Un "cafouillage" de communication dénoncé par des militants associatifs, qui réclament la publication des données de l'étude depuis qu'elle est terminée, c'est-à-dire en 2019.
"On a déjà participé à cette étude de zone en émettant nos réserves pendant tout le déroulement de l'étude. Depuis qu'elle est officiellement terminée en 2019, on réclame que les résultats soient publiés pour qu'on puisse s'en emparer et réclamer les actions qui doivent en découler" déplore Bernard Dulau, vice-président de l'association des amis du littoral Anglet (ADALA).

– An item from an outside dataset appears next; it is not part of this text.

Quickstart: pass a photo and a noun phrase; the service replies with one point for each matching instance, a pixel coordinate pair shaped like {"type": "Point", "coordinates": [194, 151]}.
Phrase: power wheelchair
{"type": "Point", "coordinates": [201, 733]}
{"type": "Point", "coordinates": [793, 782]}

De leur côté, les responsables du port de Bayonne assurent qu'il n'y pas eu de volonté de dissimulation.
"On a retrouvé des pollutions historiques [...] ce sont des pollutions éparses, c'est-à-dire des matériaux qui ont été déplacés. Probablement lors de construction de maisons, on a pris des gravats sur les terrains portuaires, et c'est pour cela qu'on a une pollution qui est disséminée" précise Mathieu Bergé, président du port de Bayonne et conseiller régional PS.
D'après le document publié par l'ARS, un plan de communication des résultats de l'étude était déjà prévu prochainement, avec notamment l'organisation d'une conférence de presse par la préfecture des Pyrénées-Atlantiques "début 2022".